De Deyne Simon, Verheyen Steven, Ameel Eef, Vanpaemel Wolf, Dry Matthew J, Voorspoels Wouter, Storms Gert
University of Leuven, Leuven, Belgium.
Behav Res Methods. 2008 Nov;40(4):1030-48. doi: 10.3758/BRM.40.4.1030.
Features are at the core of many empirical and modeling endeavors in the study of semantic concepts. This article is concerned with the delineation of features that are important in natural language concepts and the use of these features in the study of semantic concept representation. The results of a feature generation task in which the exemplars and labels of 15 semantic categories served as cues are described. The importance of the generated features was assessed by tallying the frequency with which they were generated and by obtaining judgments of their relevance. The generated attributes also featured in extensive exemplar by feature applicability matrices covering the 15 different categories, as well as two large semantic domains (that of animals and artifacts). For all exemplars of the 15 semantic categories, typicality ratings, goodness ratings, goodness rank order, generation frequency, exemplar associative strength, category associative strength, estimated age of acquisition, word frequency, familiarity ratings, imageability ratings, and pairwise similarity ratings are described as well. By making these data easily available to other researchers in the field, we hope to provide ample opportunities for continued investigations into the nature of semantic concept representation. These data may be downloaded from the Psychonomic Society's Archive of Norms, Stimuli, and Data, www.psychonomic.org/archive.

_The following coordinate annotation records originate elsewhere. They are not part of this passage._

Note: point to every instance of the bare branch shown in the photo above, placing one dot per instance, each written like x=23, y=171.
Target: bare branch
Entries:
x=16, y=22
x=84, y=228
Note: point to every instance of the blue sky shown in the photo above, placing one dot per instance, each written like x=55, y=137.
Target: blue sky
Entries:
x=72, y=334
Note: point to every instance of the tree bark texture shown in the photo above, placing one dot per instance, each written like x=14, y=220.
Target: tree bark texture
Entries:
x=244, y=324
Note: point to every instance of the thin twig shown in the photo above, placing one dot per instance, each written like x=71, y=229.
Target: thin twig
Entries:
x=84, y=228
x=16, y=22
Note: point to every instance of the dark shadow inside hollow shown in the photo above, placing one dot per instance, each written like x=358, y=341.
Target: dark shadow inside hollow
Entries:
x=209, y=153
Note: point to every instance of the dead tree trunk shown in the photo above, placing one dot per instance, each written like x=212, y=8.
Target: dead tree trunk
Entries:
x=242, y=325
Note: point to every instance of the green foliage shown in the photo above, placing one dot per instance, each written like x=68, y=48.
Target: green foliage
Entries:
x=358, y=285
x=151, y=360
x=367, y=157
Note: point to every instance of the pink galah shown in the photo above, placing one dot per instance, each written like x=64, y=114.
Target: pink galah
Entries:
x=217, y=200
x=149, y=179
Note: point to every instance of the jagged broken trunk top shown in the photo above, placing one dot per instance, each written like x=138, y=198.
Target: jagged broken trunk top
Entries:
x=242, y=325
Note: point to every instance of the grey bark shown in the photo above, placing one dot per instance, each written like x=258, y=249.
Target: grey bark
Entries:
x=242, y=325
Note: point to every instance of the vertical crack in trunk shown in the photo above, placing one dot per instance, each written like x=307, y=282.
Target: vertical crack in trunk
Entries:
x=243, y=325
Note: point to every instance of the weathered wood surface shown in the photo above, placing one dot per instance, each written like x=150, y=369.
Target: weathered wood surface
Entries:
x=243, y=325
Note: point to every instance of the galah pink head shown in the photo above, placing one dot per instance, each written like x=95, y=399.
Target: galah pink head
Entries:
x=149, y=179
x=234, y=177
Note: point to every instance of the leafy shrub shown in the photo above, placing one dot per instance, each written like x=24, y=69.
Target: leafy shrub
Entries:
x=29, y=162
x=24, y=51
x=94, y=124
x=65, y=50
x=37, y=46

在语义概念研究中,特征是许多实证和建模工作的核心。本文关注自然语言概念中重要特征的界定,以及这些特征在语义概念表征研究中的应用。文中描述了一项特征生成任务的结果,该任务以15个语义类别的示例和标签作为线索。通过统计生成特征的频率以及获取对其相关性的判断,来评估所生成特征的重要性。所生成的属性还出现在涵盖15个不同类别以及两个大语义领域(动物和人造物领域)的大量示例与特征适用性矩阵中。对于15个语义类别的所有示例,还描述了典型性评级、优度评级、优度排序、生成频率、示例联想强度、类别联想强度、估计习得年龄、词频、熟悉度评级、可想象性评级以及成对相似性评级。通过使该领域的其他研究人员能够轻松获取这些数据,我们希望为继续探究语义概念表征的本质提供充足的机会。这些数据可从心理onomic学会的规范、刺激和数据存档库(www.psychonomic.org/archive)下载。